Saudi Arabia and Russia Thursday ended their oil war that has shaken the global oil markets and negatively affected many oil-reliant economies, including Nigeria.
The world’s two largest oil exporters came to a resolution at an expanded Organisation of Petroleum Exporting Countries (OPEC) emergency meeting which was held through a video conference.
Both countries have agreed to slash crude oil output, a move which is expected to boost oil prices.
According to Bloomberg, OPEC and its allies agreed to cut production by about 10 million barrels per day in May and June.

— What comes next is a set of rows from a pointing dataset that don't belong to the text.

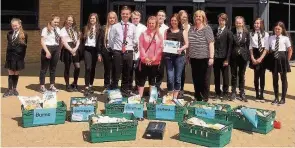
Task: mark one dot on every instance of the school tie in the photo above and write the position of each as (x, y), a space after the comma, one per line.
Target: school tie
(219, 32)
(56, 35)
(259, 43)
(124, 38)
(91, 33)
(277, 47)
(73, 36)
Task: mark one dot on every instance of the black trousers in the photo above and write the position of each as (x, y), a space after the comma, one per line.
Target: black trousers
(122, 64)
(259, 78)
(51, 63)
(90, 59)
(218, 67)
(238, 69)
(107, 64)
(160, 74)
(183, 78)
(201, 78)
(275, 77)
(134, 74)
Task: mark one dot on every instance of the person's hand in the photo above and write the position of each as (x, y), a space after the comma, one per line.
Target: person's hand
(48, 55)
(225, 63)
(99, 58)
(210, 62)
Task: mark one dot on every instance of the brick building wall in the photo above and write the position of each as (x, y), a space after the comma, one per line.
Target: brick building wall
(46, 8)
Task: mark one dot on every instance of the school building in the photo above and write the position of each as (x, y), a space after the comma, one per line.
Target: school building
(35, 14)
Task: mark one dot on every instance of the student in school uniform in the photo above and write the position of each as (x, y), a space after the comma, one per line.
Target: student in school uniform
(15, 54)
(161, 16)
(122, 39)
(91, 46)
(135, 17)
(186, 27)
(175, 62)
(281, 53)
(150, 48)
(51, 45)
(223, 47)
(106, 51)
(240, 56)
(258, 49)
(70, 53)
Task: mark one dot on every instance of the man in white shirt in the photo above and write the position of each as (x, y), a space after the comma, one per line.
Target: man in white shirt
(136, 17)
(122, 41)
(161, 15)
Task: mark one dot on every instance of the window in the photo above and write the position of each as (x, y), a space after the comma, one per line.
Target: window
(26, 10)
(278, 12)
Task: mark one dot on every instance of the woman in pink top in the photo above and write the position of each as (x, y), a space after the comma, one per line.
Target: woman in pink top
(150, 49)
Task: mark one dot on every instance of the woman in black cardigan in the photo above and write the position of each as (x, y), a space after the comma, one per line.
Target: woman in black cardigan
(15, 55)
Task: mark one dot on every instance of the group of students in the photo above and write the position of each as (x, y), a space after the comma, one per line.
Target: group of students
(127, 49)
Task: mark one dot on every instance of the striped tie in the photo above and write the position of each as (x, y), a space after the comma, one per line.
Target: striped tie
(91, 33)
(259, 43)
(56, 36)
(219, 33)
(277, 48)
(73, 36)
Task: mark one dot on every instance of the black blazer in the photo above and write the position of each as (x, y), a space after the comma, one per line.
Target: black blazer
(223, 43)
(16, 50)
(98, 35)
(242, 45)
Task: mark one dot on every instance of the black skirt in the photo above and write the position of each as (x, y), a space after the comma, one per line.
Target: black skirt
(15, 65)
(257, 54)
(66, 56)
(280, 65)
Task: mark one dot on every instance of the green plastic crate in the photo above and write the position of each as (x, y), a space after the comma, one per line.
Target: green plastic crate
(28, 116)
(107, 132)
(180, 112)
(220, 115)
(265, 124)
(206, 136)
(112, 108)
(95, 110)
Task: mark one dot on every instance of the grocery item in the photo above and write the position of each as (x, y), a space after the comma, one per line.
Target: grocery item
(49, 99)
(107, 119)
(29, 103)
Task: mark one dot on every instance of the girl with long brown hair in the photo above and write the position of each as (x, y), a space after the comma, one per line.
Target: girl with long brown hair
(70, 53)
(106, 51)
(240, 56)
(281, 53)
(51, 44)
(91, 45)
(258, 49)
(15, 55)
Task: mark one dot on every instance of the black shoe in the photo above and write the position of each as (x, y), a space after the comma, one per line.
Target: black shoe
(15, 92)
(8, 93)
(69, 89)
(276, 101)
(74, 87)
(86, 92)
(282, 101)
(233, 97)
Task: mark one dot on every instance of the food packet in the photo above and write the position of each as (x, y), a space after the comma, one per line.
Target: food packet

The two biggest producers in the group will each reduce their daily oil output by about 5.5 million barrels with all members agreeing to cut supply by 23 per cent, delegates at the meeting told Bloomberg, asking not to be named.
Earlier last month, to reduce the impact of the coronavirus pandemic on the global oil market, members of OPEC had agreed to cut crude oil production by a combined volume of about 1.5 million barrels per day, to stop further reduction in international oil price.
OPEC said the burden of the cut would be shared with non-OPEC allies, led by Russia.
However, Moscow rejected the plan and said countries were free to export as much oil as they could from March ending when the current deal ended.
Saudi Arabia responded aggressively by increasing its output to 12.3 million barrels a day, more than 25 per cent higher than the previous month’s production, a move Russia also followed.
Since then, Brent crude price has fallen, to as low as $22 per barrel, the lowest in close to two decades, before rising steadily to about $30.
Nigeria having earmarked its crude oil benchmark at $57 had to slash its crude oil benchmark price, down to $30, while crude oil production remains at 2.18 million barrels per day as earlier contained in the budget estimates.
Because of the oil price decline, Nigeria has also slashed its 2020 budget by over N320 billion and proposed a new budget of N10.27 trillion against the N10.59 trillion passed by the national assembly.